My favorite example is this:
I went to the store to buy Vista to dual boot from my Mac. Fred Meyers COVERED the UPDATE on the box, so I get home open it and realize this. Bring it back and offer to give them MORE money. They refuse because of their copyright policy. I go home, rip XP, install XP, crack XP, install the Vista update and sit back and laugh at Fred Meyers and M$ who lost money just because of their piracy policies. I would have never went and paid another $300 for the SAME software.
WTF is wrong with these companies. I think that Apple does it 100% right.
Leopard for the Mac = $130, no serial, no different upgraded versions and no copyright on it. Yeah, they did kinda fuck up on DRM though...
You might be interested in knowing that Splinter Cell: Chaos Theory was finally cracked towards the beginning of last year (Splinter.Cell.Chaos.Theory-RELOADED).
StarForce's protection is so good, it doesn't work on every computer; reports of problems with StarForce are not at all uncommon. Daemon Tools (a CD/DVD emulator) plus an additional IDE Jammer (which is supposedly built-in to the coming version) punctures StarForce's protection. You have to have an ISO loaded onto your drive so technically there's no no-CD crack. Also technically, there's nothing stopping pirates from playing the game (aside from the fre gigs of HD space to leave an image that they can mount).

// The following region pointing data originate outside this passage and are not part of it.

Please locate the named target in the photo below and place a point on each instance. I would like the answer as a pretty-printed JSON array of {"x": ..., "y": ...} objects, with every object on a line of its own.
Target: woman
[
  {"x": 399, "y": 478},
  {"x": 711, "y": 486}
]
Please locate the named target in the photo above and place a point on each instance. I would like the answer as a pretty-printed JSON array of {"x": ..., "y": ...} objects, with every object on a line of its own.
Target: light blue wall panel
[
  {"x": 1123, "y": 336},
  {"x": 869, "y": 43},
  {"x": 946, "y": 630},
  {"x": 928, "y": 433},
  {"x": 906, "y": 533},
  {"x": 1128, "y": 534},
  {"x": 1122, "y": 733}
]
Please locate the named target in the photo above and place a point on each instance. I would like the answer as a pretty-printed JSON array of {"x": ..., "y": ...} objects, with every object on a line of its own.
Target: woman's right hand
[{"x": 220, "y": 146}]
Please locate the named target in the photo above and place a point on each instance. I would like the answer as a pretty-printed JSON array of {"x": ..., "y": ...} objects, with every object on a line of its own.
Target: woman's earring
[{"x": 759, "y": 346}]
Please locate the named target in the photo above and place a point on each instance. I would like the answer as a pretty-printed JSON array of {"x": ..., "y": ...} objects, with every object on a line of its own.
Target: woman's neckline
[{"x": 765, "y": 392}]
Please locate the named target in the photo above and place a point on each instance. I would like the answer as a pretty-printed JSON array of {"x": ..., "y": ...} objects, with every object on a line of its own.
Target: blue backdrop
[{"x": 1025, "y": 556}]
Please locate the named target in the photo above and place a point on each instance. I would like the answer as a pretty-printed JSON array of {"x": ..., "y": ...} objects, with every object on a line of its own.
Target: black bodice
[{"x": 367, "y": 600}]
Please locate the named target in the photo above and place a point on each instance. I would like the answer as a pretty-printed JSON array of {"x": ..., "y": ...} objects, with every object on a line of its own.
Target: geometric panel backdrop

Another forum I read talked about Starforce and its impact on racing games a bit - http://episteme.arstechnica.com/groupee/forums/a/tpc/f/39309975/m/659001117731/p/1 and the thesis of the first post (before it devolved into Yet Another Argument Over Piracy) was that the reason that 1nsane was (and is) such a successful racing game while Cross Racing Championship, a game with more hype and by the same developer, was a flop was that CRC had Starforce.
I understand the desire to make sure that there's no shrinkage (horrible accounting term, that) but I also think there's something wrong when your paying customers have a lesser experience than the people pirating your software (hi, early versions of Morrowind) and this normally seems to be the case. At any rate, god bless the hackers pumping out no-CD cracks so I don't have to dig through sleeves of game discs every time the bug bites.